Von Mahnstätten über zeithistorische Museen zu Orten des Massentourismus?

Gedenkstätten an Orten von NS-Verbrechen in Polen und Deutschland
19.00 

Forschungsbeiträge und Materialien der Stiftung Brandenburgische Gedenkstätten, Band 18

Unter grundsätzlich unterschiedlichen Ausgangsbedingungen entstand in Polen, in der DDR sowie der Bundesrepublik Deutschland nach 1945 eine Vielzahl von Gedenkstätten, Museen und Mahnmalen, die an die deutschen Verbrechen in der Zeit der NS-Diktatur erinnern.

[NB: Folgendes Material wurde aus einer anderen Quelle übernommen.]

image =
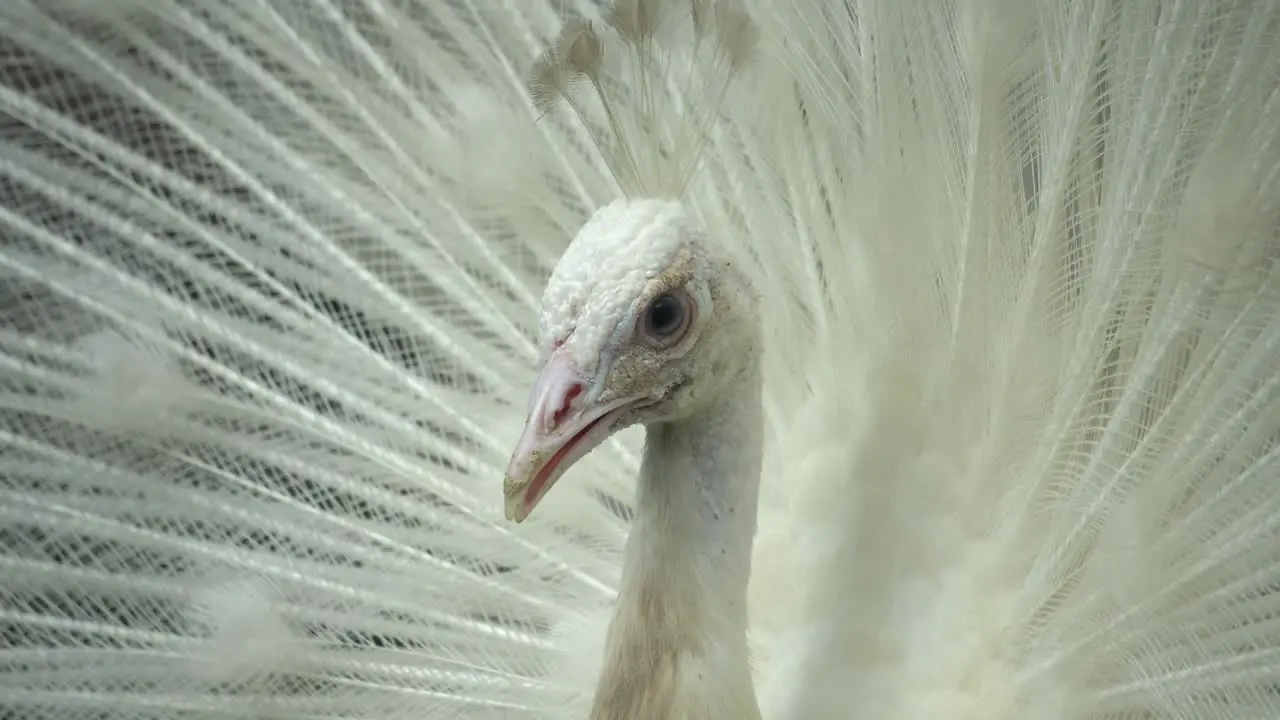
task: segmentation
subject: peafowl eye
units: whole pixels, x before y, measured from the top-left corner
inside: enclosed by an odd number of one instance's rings
[[[694,312],[686,293],[663,293],[645,308],[640,337],[654,347],[670,347],[684,337]]]

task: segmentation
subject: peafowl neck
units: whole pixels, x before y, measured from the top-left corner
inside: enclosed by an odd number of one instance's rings
[[[759,717],[747,581],[763,449],[759,368],[648,427],[592,720]]]

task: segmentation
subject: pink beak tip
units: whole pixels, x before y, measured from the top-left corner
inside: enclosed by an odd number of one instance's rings
[[[529,517],[529,483],[516,480],[507,475],[502,481],[503,495],[506,497],[505,510],[508,520],[515,523],[524,522]]]
[[[587,405],[588,380],[571,357],[555,353],[534,381],[529,416],[503,481],[505,514],[523,522],[560,474],[609,434],[634,399]]]

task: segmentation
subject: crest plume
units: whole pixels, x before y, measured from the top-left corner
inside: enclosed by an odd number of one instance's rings
[[[573,111],[625,195],[678,197],[758,39],[729,0],[617,0],[602,26],[565,23],[529,90],[539,113]]]

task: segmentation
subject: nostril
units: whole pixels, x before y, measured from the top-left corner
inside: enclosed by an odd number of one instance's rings
[[[556,412],[551,416],[553,425],[559,425],[564,421],[564,416],[569,414],[569,410],[573,407],[573,401],[582,394],[582,383],[574,383],[564,393],[564,400],[561,401],[560,407],[556,408]]]

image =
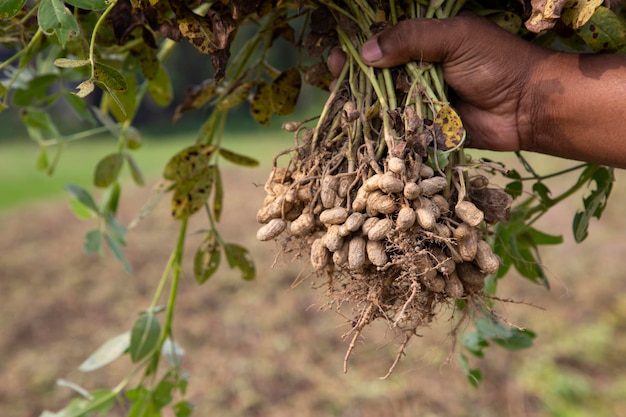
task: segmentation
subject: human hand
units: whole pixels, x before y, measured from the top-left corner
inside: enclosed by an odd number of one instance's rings
[[[549,53],[471,14],[402,21],[361,48],[364,63],[374,67],[440,62],[468,144],[497,151],[531,146],[533,109],[527,95],[534,64]],[[344,63],[345,55],[333,50],[328,66],[335,76]]]

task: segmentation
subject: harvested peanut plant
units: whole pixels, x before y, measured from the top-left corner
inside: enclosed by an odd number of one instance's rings
[[[494,308],[498,279],[514,267],[548,287],[538,247],[562,239],[537,230],[535,222],[565,198],[595,186],[584,195],[573,222],[576,240],[584,240],[589,221],[606,206],[612,170],[580,164],[541,174],[518,153],[520,173],[474,158],[464,147],[463,121],[450,104],[438,65],[412,62],[373,69],[360,61],[358,50],[400,20],[447,18],[462,8],[548,47],[625,50],[619,5],[531,3],[532,10],[522,3],[462,0],[1,2],[0,43],[14,53],[0,63],[0,111],[20,109],[40,150],[37,166],[49,175],[67,143],[103,132],[116,139],[94,170],[94,186],[104,191],[101,201],[96,203],[85,188],[69,184],[66,189],[77,215],[95,224],[85,250],[103,254],[107,249],[129,272],[123,251],[127,227],[117,220],[117,211],[122,167],[129,168],[137,184],[144,182],[133,156],[141,147],[134,127],[140,105],[147,97],[161,106],[172,102],[164,63],[182,41],[209,55],[214,69],[212,77],[187,90],[173,115],[177,121],[189,111],[209,110],[195,143],[172,156],[154,198],[130,225],[148,215],[160,197],[172,194],[171,213],[180,230],[152,302],[130,331],[104,343],[80,367],[94,371],[127,355],[131,370],[112,388],[88,392],[66,383],[81,397],[44,415],[84,416],[118,407],[129,416],[160,416],[170,406],[177,417],[192,413],[193,404],[185,399],[183,349],[175,342],[173,325],[188,219],[197,213],[206,217],[193,263],[198,284],[213,276],[223,259],[242,278],[255,277],[248,250],[225,241],[217,226],[230,191],[224,189],[220,164],[257,164],[226,147],[227,116],[246,103],[261,125],[293,113],[302,80],[329,89],[325,56],[332,47],[346,53],[346,65],[318,117],[284,124],[295,144],[274,159],[267,197],[257,213],[262,224],[257,237],[276,240],[281,253],[303,257],[307,271],[302,277],[321,281],[326,306],[349,318],[346,370],[357,342],[376,320],[399,335],[396,359],[385,376],[408,342],[444,312],[454,316],[453,334],[465,331],[465,324],[475,329],[454,339],[463,352],[482,357],[492,342],[508,349],[530,346],[534,333],[510,326]],[[557,23],[558,30],[552,30]],[[234,40],[242,36],[231,57]],[[295,62],[282,56],[273,62],[279,41],[281,48],[293,47]],[[92,98],[96,89],[102,95],[87,105],[83,99]],[[57,126],[58,103],[91,127],[70,133]],[[579,173],[574,184],[553,195],[549,179],[572,172]],[[459,358],[476,384],[480,371],[470,368],[464,353]]]

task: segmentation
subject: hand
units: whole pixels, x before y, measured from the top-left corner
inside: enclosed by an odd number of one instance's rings
[[[402,21],[366,42],[361,58],[375,67],[441,62],[469,145],[515,151],[526,148],[529,141],[525,94],[534,63],[547,53],[468,14],[445,20]],[[328,58],[330,70],[338,75],[344,63],[345,55],[333,50]]]

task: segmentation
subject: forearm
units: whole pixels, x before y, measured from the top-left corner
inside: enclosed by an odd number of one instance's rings
[[[551,54],[532,85],[524,149],[626,168],[626,56]]]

Nach 1989/90 kam es sowohl in Polen als auch in Deutschland zu einer gesellschaftlichpolitischen Neubestimmung der Rolle der NS-Gedenkstätten. Mit dem zunehmenden Abstand zu den historischen Ereignissen, mit dem Sterben der Zeitzeugen und unter neuen politischen Rahmen bedingungen veränderten sich die Gedenkstätten in beiden Ländern sehr stark. Der Band dokumentiert die Beiträge einer polnisch-deutschen Tagung, die den 70. Jahrestag des Endes des Zweiten Weltkrieges zum Anlass nahm, eine Zwischenbilanz der jeweiligen erinnerungskulturellen Entwicklung zu ziehen. Polnische und deutsche Historiker und Gedenkstättenexperten nutzten die vom Zentrum für Historische Forschung Berlin der Polnischen Akademie der Wissenschaften (PAN) und von der Gedenkstätte Sachsenhausen organisierte Konferenz, um kritisch über den Funktions- und Bedeutungswandel der Gedenkstätten und über die Zukunft der Erinnerungskultur in beiden Nachbarländern zu diskutieren.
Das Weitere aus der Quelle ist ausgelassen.